Clueless crisis conclusion

One misguided meme now spreading is that the present financial crisis proves that converting any part of Social Security to private accounts would have been folly:

Here's something that really ought to grab everyone's attention: McCain supports George W. Bush's idea of channeling at least some Social Security funds into "personal accounts" that individuals would invest on Wall Street. Some of that money would have been entrusted to firms such as Bear Stearns (failed), Lehman Brothers (failed) and Merrill Lynch (sold at a fire sale). Imagine what this crisis would be like if Americans' Social Security benefits were evaporating along with their housing values and their 401(k) accounts.

What such criticism fails to grasp is that Social Security, Medicare and other entitlements are long-term threats to the U.S. government's solvency. It's the Treasury and the Fed that right now are stabilizing failing financial institutions.

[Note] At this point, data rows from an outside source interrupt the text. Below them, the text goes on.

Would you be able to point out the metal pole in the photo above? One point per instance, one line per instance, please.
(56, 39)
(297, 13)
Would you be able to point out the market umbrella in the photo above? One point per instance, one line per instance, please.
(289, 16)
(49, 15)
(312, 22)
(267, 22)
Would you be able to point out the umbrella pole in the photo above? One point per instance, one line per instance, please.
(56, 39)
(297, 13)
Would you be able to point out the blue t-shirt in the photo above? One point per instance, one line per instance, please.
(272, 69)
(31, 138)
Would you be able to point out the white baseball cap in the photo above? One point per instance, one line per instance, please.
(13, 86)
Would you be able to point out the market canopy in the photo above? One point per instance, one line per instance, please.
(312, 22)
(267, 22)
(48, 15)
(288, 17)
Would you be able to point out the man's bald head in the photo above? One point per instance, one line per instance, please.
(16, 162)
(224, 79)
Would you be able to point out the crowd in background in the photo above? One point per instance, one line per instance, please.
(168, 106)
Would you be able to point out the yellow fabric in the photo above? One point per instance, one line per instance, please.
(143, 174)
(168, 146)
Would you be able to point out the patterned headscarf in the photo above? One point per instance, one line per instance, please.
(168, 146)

Their ability to do that over time is in doubt, precisely because of the massive entitlement liabilities borne by the U.S. government. And U.S. bonds as a safe haven only work if there is certainty about the government's ability to pay back.

Entitlement reform is needed to put the government on a sounder fiscal basis so it can deal with, among other things, financial crises. If there's one terrible idea that should not be allowed to come out of the current financial crisis, it's that business as usual in entitlements is fine.

UPDATE 9/20, 3:05PM: Obama repeats the meme.